There is so much wrong with this.

'Unfunded' is a meaningless word. The government can never have 'unfunded' spending: it has its own bank to fund whatever it wishes to spend. Starting a tweet with an inherently wrong claim is not clever.

Second, there is no reason for £20 billion to equate to 3p on income tax. The country desperately needs a bigger deficit to stimulate appropriate economic activity to mend all the broken parts of the country that the Tories have made their legacy. Running a deficit will be exactly the right thing for Labour to do, and this sum might be 2.5% of spending or less than 1% of GDP. That is a much more appropriate description because it shows how insignificant the issue is.

And third, there is no national debt. There is only money saved with the government because that is where people wish to deposit their funds knowing it is the most secure place to save. What is more, the extra funds to be deposited in this case will be created by the additional government spending, because that's the way the system works.

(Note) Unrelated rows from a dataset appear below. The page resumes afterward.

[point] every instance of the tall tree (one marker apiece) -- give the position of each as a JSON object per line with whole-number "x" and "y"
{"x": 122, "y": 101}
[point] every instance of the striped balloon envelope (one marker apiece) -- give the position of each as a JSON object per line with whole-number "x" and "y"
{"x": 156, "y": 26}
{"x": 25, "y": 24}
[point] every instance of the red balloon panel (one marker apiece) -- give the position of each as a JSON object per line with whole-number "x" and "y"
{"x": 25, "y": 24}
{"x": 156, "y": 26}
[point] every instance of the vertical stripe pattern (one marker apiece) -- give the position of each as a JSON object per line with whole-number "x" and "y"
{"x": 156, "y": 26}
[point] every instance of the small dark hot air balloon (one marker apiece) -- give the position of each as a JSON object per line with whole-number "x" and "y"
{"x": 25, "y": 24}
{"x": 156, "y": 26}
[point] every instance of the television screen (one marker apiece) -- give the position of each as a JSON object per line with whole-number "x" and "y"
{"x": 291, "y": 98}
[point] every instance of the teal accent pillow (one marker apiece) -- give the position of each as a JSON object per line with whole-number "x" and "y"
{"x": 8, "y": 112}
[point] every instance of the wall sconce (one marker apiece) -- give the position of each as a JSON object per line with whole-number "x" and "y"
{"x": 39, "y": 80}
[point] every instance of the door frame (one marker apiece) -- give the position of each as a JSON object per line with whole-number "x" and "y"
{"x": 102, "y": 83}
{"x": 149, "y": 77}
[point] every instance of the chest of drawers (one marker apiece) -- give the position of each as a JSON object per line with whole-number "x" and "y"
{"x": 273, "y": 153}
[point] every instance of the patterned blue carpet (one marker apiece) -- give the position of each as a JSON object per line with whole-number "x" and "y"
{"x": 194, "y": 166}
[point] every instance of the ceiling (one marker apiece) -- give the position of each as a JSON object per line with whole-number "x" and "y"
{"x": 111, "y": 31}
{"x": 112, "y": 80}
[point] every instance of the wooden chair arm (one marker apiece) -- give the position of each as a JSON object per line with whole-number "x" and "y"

But, more significantly, this view is so incredibly static. The assumption is that the increased spending has no consequences. There is no account taken of the multiplier effect that results in much more tax being paid than that due from those directly in receipt of the benefit of the spending. That additional tax is aid precisely because those who do benefit from the direct spending go on to spend most of what they receive, meaning that the gain from the government spending is spread over many more people than those who directly benefit, with most of those additional people also paying tax on it, whilst some of them will eventually save - which is where the additional funds despised with the government come from.

And then there is also no awareness that government deficits represent increases in private wealth - and if that wealth is spread appropriately, then this is a benefit to society.

Nor is there any clue that this planned level of spending is far too small. For example, the spending required to stop water pollution is in my estimate £26 billion a year (more to come on this soon). The list of issues not covered by green investment and the Northern Powerhouse is almost endless.

So what is this Tweet about? If it is a demand that Labour be clearer, I am all for it.

If, as Paul Johnson's involvement would suggest, it is neoliberal debt paranoia, then it is just a demand that Broken Britain stay broken.

The media (and Labour) are going to have to make a decision sometime. They have to decide whether they want the country to work, or whether they'd rather allow a fear of deficits to crush it. There is only one right answer, of course. The trouble is, it seems to be very hard for both the media and Labour to understand that without a decent dollop of deficit spending Broken Britain is here to stay, for good.